When I could eat no more my eyes started closing as the heat of the room, the long journey and the food took their toll. I heard laughing adult voices exclaim that I had fallen asleep, then felt the strong arms of my father as he picked me up and carried me to a bedroom upstairs.
The four o’clock twilight had fallen when my mother woke me. Sleepily, I allowed her to wash and dress me for another visit. It appeared that my entire father’s family wanted to see us, and I, used to my mother’s small family of one grandmother and a few rarely seen cousins, felt overwhelmed by trying to remember all the names I was hearing. Supper was to be served at my great-uncle’s house in the same road. Uncle Eddy and Aunt Lilly, as I was told to call them, and their two teenage daughters, Mattie and Jean, had laid out a special meal for us which, I was to learn, was typical Irish fare: thick slices of chicken, boiled ham coated in the sweet sheen of honey and mustard, hard-boiled eggs, bright red tomatoes and potatoes boiled in their skins. Home-made trifle and numerous cups of tea followed and again I felt the warmth of my father’s family wash over me.
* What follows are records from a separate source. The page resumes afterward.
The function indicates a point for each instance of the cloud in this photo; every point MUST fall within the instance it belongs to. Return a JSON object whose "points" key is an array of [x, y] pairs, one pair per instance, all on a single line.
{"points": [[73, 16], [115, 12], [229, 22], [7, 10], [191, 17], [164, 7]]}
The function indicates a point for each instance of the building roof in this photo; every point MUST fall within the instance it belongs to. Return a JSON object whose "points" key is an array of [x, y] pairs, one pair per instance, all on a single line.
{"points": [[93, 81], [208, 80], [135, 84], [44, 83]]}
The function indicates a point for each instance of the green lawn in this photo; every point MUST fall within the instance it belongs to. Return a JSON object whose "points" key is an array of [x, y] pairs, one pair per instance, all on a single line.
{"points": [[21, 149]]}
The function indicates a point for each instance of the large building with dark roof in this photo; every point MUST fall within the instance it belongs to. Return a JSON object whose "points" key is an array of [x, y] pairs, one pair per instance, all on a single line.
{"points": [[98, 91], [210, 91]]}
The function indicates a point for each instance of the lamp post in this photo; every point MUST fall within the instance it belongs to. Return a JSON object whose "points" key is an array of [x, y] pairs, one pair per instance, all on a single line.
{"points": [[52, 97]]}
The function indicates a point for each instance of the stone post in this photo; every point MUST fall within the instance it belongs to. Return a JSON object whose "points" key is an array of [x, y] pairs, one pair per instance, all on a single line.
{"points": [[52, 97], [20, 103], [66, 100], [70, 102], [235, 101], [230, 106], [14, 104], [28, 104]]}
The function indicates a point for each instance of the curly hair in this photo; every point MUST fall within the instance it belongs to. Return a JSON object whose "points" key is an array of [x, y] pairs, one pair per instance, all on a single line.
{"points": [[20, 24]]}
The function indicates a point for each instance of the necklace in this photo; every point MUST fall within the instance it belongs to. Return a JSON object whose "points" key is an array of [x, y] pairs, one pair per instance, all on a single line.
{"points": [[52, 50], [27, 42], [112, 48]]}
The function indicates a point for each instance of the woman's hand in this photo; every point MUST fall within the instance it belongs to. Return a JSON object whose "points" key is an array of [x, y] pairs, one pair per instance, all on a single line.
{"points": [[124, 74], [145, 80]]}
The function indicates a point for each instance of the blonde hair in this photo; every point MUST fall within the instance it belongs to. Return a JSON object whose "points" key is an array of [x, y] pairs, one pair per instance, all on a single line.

They asked about our life in England, how our journey had been and what my parents’ plans were now. Where were we going to live? Where was I going to school? I noticed their surprise when my mother informed them I was to be sent to a private school, as that was what I’d been used to. When I was older I realized that only scholarship pupils from Park Street, one of the poorest areas in Coleraine, would have attended the school my mother had chosen for me.